Features and Performance
The first generation Eero had a surprisingly good run considering the fact that it had to go against some of the biggest names in the home networking market (it still is quite influential and, so far, the system is still supported by the manufacturer), so even today it is a highly recommended dual-band WiFi system especially for its stability (alongside the Google WiFi). But the market is constantly shifting and new technologies are continuously being developed which meant that the tri-band Eero second generation was a necessity since the demand for better performing networking devices is higher and people have more device in their homes today (that need a WiFi connection) than they had a couple of years back.

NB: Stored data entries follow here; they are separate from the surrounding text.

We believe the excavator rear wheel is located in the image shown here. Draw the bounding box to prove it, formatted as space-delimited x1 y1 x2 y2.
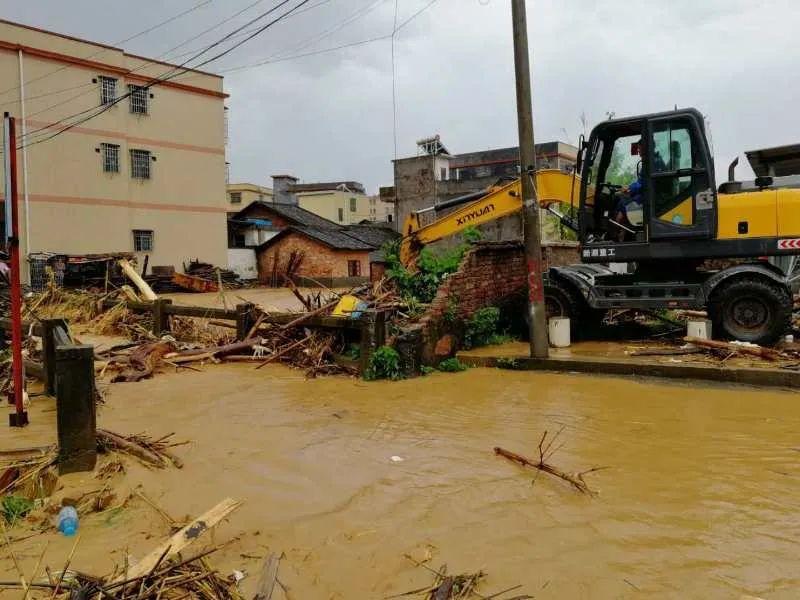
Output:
708 275 791 345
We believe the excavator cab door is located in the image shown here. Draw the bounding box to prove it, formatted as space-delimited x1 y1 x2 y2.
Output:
645 113 717 240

The same can be said about Asus which completely skipped the dual-band routers and went straight for the better performing tri-band configuration with the hope that it will successfully challenge the long reign of the Orbi and the Velop. The main technology that both manufacturers decided to implement from the beginning was the necessary mesh tech which allows the nodes to communicate between each other and allow the entire network to function as one big entity (most other WiFi systems went the same road except the Netgear Orbi which, at first, allowed only the main router – satellite communication, but, at a later date, it added support for inter-satellite communication).

The way the mesh tech functions is that it detects all the nodes (the router units) connected to the network and each node tries to find the units from its vicinity in order to create optimized paths for the data based on the signal strength, distance between nodes, number of clients connected to a specific router, the channels available, the least crowded radio bands and so on (all this is done automatically and, usually, the user doesn’t have to adjust any parameter).


Furthermore, the mesh technology also allows new nodes to be added and the network will detect it and evaluate their value, therefore creating new optimized paths for the data to reach its destination sooner and with less interference. Lastly, if a node goes offline, a mesh network will automatically try to find new paths for the data by detecting the closest and least crowded node available so the user won’t experience any downtime.

Sure, if implemented properly, the mesh tech is a great tool for any WiFi system but, the real challenge was and still remains the handling of the backhaul traffic and each manufacturer tried to solve this puzzle in its own way. The Netgear Orbi dedicated an entire 5GHz radio band for backhaul, while the Linksys Velop decided to allow the system to dynamically choose one of the three radios based on channel availability, but both of these device had in common the decision to restrict the the clients from connecting to the backhaul dedicated radio band.


Eero 2nd Generation prides itself as a true mesh system so it has left open all three radio bands for both client connection and the backhaul traffic, so it decided to avoid dedicating an entire band for backhaul. The Asus Lyra is one of the strangest WiFi systems because it has allowed a far greater freedom for its users to decide how the system will operate.